Re: [BioRDF] All about the LSID URI/URN from Sean Martin on 2006-07-12 (public-semweb-lifesci@w3.org from July 2006)

From: Sean Martin <sjmm@us.ibm.com>
Date: Wed, 12 Jul 2006 09:16:26 -0400
To: public-semweb-lifesci@w3.org, Alan Ruttenberg <alanruttenberg@gmail.com>
Cc: Dan Connolly <connolly@w3.org>
Message-ID: <OF6821AE02.E735BE73-ON852571A9.0040FAF5-852571A9.0048F942@us.ibm.com>
Hello Alan,
The short answer is that only some parts of what the LSID scheme does 
could be done using the means you suggest. The reason for this is that 
what you outline is more or less part of the LSID resolution process under 
the covers. However in the end it would not meet a number the original 
requirements and would require new infrastructural mechanisms that 
somewhat defeat the purpose of sticking with http://. 

Let me respond with comments embedded below:

public-semweb-lifesci-request@w3.org wrote on 07/07/2006 04:52:01 PM:

> 
> Sean, couldn't what LSID achieves be done, for instance, by having a 
> convention that if someone dereferences, for example,
> 
> http://bla.com/path/to/document/foo.lsid
>

As you initially start with a URL, you obviously have the initial location 
and protocol dependency issues raised but not addressed in earlier posts. 
In summary it is my experience that when one names existing objects with 
long persistence that are intended for wide area distributions it is both 
prudent and practical to separate that name from the mechanism for 
resolution. 

Also because you use a URL you are forced to always dereference it to 
understand its current contract.

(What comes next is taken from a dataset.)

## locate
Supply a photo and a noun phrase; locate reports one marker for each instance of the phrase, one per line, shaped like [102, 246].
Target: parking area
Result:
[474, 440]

One cannot programmatically tell the 
difference in contracts between http://bla.com/path/to/document/foo.lsid 
and http://www.cnn.com/index.html without dereferencing both of them and 
locally storing and then comparing details of their particular contracts. 
This means that one cannot just safely assume that the name string 
http://www.cnn.com/index.html names something that is the same 
http://www.cnn.com/index.html a day later. Nor that the object someone 
sent me named http://bla.com/path/to/document/foo.lsid is the same as the 
object I can retrieve if I dereference 
http://bla.com/path/to/document/foo.lsid right now. 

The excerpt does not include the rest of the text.